An extreme example of a scrambling lawmaker is Rep. James McGovern (D-Mass.), who heard the news of Kennedy’s death while on a congressional delegation trip to Iraq and Afghanistan. McGovern cut that trip short and embarked on a marathon 26-hour journey from Kabul to Boston, with stops in Kuwait and Germany along the way, to ensure arrival in Boston for the Kennedy funeral.

“When we heard the news, there was never a question of whether Jim would come back, but how fast he could make it,” said Michael Mershon, spokesman for McGovern.

“Ted Kennedy was always there for him. Always. And it went beyond the political and legislative stuff. When Jim and Lisa’s first child was born, the very first call that Jim got at the hospital was from Ted Kennedy. And he wants to be there to say goodbye.”

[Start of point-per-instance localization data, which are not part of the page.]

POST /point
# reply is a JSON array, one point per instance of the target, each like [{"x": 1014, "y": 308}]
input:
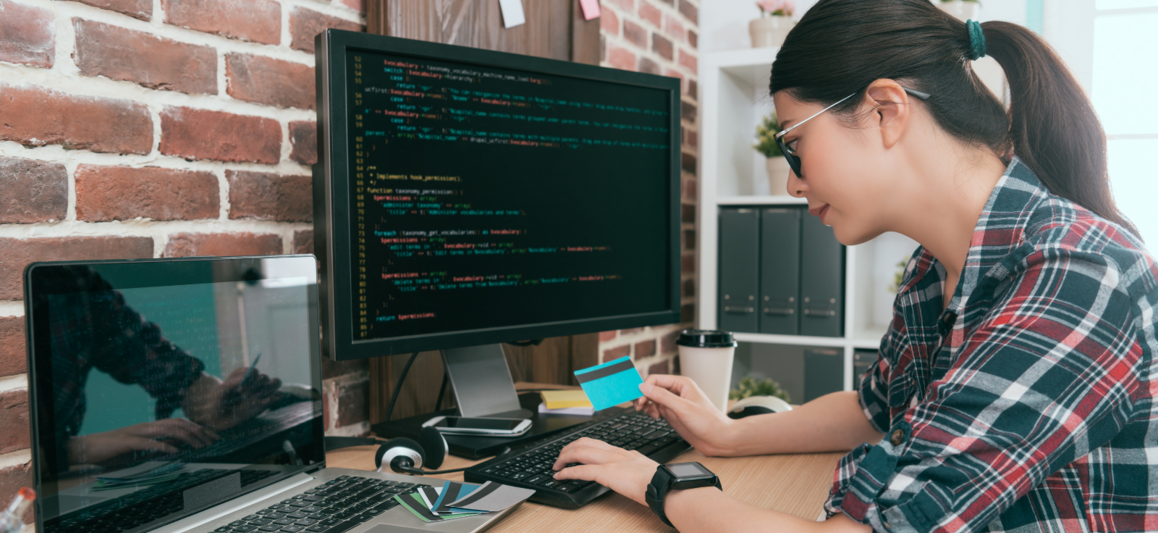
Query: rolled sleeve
[{"x": 1050, "y": 372}]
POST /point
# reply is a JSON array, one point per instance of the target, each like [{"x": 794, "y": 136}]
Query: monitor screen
[
  {"x": 165, "y": 387},
  {"x": 490, "y": 197}
]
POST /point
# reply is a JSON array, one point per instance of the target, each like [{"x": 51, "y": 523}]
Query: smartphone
[{"x": 479, "y": 426}]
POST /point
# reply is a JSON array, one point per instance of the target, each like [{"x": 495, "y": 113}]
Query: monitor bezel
[
  {"x": 174, "y": 271},
  {"x": 331, "y": 217}
]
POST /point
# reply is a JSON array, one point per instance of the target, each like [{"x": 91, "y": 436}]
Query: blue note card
[{"x": 610, "y": 384}]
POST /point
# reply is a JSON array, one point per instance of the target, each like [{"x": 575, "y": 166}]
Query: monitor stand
[{"x": 483, "y": 387}]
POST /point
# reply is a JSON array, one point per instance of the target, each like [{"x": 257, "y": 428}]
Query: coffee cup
[{"x": 705, "y": 356}]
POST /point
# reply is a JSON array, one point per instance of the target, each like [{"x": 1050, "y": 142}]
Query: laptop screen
[{"x": 163, "y": 387}]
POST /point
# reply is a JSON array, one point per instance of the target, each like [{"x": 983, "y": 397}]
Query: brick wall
[
  {"x": 154, "y": 129},
  {"x": 659, "y": 37}
]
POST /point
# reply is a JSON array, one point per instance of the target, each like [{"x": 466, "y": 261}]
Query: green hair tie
[{"x": 976, "y": 39}]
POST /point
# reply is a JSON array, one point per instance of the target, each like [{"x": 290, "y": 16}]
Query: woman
[{"x": 1014, "y": 386}]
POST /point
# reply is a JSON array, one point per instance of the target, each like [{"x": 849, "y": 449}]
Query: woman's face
[{"x": 841, "y": 172}]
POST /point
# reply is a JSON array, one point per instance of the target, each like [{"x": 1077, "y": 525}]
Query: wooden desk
[{"x": 794, "y": 484}]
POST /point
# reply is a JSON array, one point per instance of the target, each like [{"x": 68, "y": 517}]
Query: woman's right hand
[
  {"x": 681, "y": 402},
  {"x": 153, "y": 437}
]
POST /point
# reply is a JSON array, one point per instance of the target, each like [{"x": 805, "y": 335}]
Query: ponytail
[
  {"x": 1053, "y": 125},
  {"x": 841, "y": 46}
]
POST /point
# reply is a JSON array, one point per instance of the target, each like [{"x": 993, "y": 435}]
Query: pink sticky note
[{"x": 590, "y": 8}]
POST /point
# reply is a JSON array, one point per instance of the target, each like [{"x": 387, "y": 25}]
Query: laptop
[{"x": 176, "y": 395}]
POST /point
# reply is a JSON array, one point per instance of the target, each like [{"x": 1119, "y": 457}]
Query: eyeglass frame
[{"x": 793, "y": 159}]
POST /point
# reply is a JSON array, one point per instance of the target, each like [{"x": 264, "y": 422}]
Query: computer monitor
[{"x": 464, "y": 198}]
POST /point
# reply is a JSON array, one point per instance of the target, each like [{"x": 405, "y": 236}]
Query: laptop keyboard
[
  {"x": 145, "y": 505},
  {"x": 530, "y": 466},
  {"x": 332, "y": 508}
]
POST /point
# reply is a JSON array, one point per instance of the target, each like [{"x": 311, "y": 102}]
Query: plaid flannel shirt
[{"x": 1028, "y": 403}]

McGovern is expected to arrive in Boston on Friday afternoon to attend the public viewing in addition to the funeral on Saturday.

Many lawmakers rearranged their plans so they could attend the Boston service or the burial service Saturday evening. Sen. Mark Begich (D-Alaska), for example, postponed a trip for Sens. Barbara Boxer (D-Calif.), Bernie Sanders (I-Vt.), Frank Lautenberg (D-N.J.) and Debbie Stabenow (D-Mich.) to come to Alaska this weekend to view examples of the effects of climate change.

Though the Senate sergeant at arms's office will fly senators back from Boston to Andrews Air Force Base, the office will have a small role in getting the lawmakers to the Arlington service if they plan on attending.

“Because that’s a private event, there will be much less involvement by the sergeant at arms's office,” Gainer said of the Arlington burial service. “But we’re still working with the family as to how we’ll do that. I do believe that it will be largely driven by the family and the invitations, so we’ll have a negligible role in that.”